Hi,
I have books in pdf format which was processed using OCR. For each page of the book i have hocr file and image file. I am going to use Miraror as previewer with IIIF support. What is the recommended approach to store these files ? I read that InvenioRDM record limite the number of files to 100. The manifiest.json and the pdf will be stored as records. However, I am not sure how to store the images and hocr fiels . Could you advice about this ? What are the compromises if I don’t store hocr and image files as records ?
Hi AlABarazi - welcome and sorry not to have spotted your message sooner.
This is all very possible, but still requires a little bit of customisation. I have set up a number of instances with Mirador previewing image content via RDM’s IIIF implementation.
You can easily increase the maximum number of files with these settings in your invenio.cfg file, these are the 2 settings you need -
RDM_RECORDS_MAX_FILES_COUNT = 500
APP_RDM_DEPOSIT_FORM_QUOTA['maxFiles'] = RDM_RECORDS_MAX_FILES_COUNT
As you may know, if you have images attached to a record, RDM will automatically generate an IIIF manifest for them, which is perfect for Mirador. However, currently RDM doesn’t include a Mirador previewer, but you can make a custom previewer to embed it, I can give you some pointers on this.

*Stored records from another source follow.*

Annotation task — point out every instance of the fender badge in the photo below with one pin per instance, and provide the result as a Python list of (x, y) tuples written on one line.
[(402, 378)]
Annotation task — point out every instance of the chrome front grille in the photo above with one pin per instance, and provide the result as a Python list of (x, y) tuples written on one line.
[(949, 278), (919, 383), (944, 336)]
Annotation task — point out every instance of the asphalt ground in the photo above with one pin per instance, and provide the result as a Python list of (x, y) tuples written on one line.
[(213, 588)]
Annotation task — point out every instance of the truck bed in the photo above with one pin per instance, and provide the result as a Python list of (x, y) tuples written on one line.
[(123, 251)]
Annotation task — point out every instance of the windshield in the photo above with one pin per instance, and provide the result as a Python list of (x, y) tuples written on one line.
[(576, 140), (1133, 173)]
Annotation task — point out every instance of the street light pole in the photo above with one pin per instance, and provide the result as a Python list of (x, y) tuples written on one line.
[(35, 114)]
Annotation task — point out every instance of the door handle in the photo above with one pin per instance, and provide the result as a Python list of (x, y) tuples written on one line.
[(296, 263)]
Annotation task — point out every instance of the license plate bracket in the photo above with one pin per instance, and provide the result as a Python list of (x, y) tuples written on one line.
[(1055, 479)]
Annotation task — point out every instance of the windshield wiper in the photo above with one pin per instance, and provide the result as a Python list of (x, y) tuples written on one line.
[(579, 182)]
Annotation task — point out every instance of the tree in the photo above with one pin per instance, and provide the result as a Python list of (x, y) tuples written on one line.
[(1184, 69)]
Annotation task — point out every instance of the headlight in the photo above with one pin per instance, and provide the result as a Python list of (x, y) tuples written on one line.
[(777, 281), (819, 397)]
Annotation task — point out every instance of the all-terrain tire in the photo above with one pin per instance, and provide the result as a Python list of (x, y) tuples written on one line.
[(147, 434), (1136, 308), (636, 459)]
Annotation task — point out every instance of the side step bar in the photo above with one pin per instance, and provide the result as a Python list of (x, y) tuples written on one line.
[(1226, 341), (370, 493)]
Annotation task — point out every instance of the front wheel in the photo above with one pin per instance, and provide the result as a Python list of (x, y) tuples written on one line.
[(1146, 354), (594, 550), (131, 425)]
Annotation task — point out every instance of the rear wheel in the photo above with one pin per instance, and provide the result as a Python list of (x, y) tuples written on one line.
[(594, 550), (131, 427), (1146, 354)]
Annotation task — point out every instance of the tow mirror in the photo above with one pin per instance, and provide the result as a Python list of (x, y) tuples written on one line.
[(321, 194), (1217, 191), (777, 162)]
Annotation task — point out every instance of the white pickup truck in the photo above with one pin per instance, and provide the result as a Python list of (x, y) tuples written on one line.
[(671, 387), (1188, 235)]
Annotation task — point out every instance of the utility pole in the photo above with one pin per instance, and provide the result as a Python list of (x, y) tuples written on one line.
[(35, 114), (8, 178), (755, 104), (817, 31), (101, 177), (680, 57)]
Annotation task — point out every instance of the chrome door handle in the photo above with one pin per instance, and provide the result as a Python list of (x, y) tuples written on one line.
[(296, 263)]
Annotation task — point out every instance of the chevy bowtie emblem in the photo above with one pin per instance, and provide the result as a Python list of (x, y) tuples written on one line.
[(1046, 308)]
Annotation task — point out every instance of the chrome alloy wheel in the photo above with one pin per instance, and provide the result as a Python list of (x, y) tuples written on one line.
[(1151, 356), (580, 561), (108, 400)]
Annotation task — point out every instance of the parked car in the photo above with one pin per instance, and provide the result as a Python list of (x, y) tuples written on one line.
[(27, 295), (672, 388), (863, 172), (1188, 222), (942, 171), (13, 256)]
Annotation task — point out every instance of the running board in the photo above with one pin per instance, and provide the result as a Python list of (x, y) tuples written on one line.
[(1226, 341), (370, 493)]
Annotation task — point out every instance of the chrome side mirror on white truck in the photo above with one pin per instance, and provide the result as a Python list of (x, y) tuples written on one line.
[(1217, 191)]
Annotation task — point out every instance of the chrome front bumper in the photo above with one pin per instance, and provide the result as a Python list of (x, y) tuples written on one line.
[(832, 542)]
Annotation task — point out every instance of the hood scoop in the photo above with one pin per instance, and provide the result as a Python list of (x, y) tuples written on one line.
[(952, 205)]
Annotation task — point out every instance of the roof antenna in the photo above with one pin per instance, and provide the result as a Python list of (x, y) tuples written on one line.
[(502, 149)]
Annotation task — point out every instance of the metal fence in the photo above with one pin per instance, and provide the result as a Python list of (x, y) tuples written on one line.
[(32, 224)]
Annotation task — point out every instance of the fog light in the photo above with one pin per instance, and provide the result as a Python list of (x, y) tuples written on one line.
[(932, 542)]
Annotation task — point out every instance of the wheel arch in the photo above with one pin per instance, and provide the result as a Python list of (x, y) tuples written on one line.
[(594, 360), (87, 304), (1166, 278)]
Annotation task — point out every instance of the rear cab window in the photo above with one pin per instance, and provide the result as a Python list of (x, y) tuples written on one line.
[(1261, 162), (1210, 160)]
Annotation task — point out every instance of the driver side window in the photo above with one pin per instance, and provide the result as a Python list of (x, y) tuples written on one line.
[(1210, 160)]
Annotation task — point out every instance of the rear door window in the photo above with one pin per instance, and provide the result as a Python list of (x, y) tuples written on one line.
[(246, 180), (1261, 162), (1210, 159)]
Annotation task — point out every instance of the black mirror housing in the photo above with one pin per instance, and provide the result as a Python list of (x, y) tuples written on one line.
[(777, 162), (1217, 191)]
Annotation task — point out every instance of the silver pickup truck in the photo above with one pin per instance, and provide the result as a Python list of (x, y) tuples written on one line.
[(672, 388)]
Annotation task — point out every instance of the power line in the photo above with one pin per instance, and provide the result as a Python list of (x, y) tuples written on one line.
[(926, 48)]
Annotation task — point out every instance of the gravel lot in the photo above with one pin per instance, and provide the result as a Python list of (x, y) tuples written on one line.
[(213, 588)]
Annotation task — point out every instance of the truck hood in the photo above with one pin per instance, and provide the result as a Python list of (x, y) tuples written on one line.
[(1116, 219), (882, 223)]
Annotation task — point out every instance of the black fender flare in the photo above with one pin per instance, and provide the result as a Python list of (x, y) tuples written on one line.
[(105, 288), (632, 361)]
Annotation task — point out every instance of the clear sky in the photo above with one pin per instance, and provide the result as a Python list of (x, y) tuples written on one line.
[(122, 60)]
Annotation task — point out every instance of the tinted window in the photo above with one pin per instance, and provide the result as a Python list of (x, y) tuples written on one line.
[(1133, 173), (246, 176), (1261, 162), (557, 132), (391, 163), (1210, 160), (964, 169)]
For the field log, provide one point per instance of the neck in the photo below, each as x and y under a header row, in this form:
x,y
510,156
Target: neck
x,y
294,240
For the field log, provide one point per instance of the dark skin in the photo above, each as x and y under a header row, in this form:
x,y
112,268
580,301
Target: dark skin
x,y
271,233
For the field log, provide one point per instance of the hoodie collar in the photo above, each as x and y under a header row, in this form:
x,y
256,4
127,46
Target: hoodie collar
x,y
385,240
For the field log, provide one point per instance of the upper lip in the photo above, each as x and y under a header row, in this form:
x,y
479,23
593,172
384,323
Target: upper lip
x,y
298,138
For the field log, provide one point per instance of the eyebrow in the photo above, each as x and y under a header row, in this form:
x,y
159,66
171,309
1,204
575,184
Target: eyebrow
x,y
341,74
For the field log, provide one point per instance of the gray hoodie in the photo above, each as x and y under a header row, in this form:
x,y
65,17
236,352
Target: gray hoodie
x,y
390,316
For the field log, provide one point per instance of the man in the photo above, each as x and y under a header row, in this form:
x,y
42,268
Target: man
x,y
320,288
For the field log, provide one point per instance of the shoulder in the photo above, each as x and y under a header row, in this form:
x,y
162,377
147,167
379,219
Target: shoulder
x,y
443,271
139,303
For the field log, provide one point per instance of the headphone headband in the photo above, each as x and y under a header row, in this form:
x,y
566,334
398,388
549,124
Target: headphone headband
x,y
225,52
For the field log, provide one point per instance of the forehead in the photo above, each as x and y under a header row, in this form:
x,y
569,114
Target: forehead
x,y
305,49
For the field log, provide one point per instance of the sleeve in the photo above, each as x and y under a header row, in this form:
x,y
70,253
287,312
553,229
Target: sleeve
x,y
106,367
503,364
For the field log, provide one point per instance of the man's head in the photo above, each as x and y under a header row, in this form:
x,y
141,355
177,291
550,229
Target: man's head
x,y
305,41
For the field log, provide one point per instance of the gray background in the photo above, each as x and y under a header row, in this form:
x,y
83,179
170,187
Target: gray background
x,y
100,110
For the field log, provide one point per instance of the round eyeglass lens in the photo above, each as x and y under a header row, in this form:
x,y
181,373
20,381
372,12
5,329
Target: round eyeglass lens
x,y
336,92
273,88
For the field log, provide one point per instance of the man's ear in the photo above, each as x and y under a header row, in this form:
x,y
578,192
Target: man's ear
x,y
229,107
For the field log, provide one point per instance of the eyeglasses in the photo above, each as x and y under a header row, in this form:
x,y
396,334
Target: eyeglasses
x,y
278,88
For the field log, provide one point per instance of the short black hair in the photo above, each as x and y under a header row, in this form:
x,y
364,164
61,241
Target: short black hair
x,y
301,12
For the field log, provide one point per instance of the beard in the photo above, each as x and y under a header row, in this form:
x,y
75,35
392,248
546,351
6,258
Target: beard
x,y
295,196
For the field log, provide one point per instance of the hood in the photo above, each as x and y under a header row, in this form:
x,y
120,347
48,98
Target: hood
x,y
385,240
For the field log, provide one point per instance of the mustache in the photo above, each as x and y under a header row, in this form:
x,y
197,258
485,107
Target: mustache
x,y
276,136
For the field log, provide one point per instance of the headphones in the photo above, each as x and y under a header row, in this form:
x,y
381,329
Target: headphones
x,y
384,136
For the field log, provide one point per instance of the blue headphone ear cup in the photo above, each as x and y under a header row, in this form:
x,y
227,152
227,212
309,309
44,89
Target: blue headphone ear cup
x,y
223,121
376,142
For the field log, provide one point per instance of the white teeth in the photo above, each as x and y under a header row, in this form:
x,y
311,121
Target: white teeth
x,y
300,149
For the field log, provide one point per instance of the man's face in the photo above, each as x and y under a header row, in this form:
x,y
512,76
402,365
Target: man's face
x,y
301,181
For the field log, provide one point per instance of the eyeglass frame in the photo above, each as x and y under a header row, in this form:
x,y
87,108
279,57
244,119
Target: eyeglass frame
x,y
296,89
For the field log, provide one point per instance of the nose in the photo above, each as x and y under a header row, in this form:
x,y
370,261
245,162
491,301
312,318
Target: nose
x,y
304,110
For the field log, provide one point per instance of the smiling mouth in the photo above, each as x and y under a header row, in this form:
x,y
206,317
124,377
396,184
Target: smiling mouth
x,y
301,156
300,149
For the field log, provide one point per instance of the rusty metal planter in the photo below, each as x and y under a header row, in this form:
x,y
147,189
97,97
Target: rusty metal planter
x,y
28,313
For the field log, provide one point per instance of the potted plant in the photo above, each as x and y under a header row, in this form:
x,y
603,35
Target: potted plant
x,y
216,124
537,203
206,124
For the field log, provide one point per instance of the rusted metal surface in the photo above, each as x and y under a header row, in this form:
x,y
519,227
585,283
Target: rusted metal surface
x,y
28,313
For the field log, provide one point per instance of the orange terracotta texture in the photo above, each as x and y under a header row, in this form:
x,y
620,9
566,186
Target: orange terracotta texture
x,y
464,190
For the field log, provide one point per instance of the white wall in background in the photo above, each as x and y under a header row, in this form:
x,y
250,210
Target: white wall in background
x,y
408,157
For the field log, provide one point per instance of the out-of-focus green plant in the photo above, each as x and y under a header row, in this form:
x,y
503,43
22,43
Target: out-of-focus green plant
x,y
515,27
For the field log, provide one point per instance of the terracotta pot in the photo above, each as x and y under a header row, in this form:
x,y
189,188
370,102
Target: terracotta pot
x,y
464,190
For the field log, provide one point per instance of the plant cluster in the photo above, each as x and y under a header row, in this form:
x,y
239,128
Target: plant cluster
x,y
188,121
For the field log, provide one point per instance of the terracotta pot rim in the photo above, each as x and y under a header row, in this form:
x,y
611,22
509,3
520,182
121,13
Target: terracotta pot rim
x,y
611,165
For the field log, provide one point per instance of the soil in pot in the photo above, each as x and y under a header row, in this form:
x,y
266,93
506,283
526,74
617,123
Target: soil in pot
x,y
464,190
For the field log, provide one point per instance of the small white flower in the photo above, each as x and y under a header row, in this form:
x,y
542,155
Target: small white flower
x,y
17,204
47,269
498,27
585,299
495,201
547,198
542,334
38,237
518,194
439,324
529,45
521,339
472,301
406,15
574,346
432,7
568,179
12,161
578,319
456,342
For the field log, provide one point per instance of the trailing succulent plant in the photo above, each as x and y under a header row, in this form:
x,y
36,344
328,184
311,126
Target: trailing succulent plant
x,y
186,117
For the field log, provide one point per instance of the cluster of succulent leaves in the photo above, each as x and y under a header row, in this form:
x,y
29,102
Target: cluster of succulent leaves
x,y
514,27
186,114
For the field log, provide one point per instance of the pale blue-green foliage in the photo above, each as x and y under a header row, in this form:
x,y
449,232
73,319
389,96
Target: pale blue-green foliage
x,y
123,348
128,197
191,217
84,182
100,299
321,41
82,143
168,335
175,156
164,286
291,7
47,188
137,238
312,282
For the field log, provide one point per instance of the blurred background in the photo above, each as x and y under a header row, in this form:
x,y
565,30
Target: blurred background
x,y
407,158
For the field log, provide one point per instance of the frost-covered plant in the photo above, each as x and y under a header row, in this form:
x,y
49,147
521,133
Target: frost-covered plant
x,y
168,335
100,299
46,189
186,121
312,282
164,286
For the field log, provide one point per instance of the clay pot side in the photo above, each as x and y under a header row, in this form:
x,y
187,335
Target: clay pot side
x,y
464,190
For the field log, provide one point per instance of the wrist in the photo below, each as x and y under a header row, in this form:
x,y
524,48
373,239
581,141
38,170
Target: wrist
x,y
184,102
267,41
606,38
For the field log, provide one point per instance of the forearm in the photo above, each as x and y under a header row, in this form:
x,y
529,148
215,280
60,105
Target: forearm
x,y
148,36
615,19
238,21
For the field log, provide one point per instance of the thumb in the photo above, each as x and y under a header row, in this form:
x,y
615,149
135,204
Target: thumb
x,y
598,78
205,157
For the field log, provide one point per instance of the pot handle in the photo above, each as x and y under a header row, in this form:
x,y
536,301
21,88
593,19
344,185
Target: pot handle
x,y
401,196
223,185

Please feel reach out to me on the Invenio Discord channel.
Hi Dan,
Thank you! I figured out these settings after some trial and error experiments now I can upload the files to the record. We are planning to use the pdf file directly with Cantaloupe instead of converting the pdf to images. Cantaloupe can do this on the fly directly with pdf file. It is going to be slower than IIPimage but our pdf files are produced by us (unified pdfs) so they are not going to be large files.
I have developed Mirador plugin previewer for InvenioRDM but it is not ready yet for production.
Could you please refer me to some documentation about RDM manifest generation process after uploading the images ?
P.S I sent you friend request on Discord.
Best regards,
Ala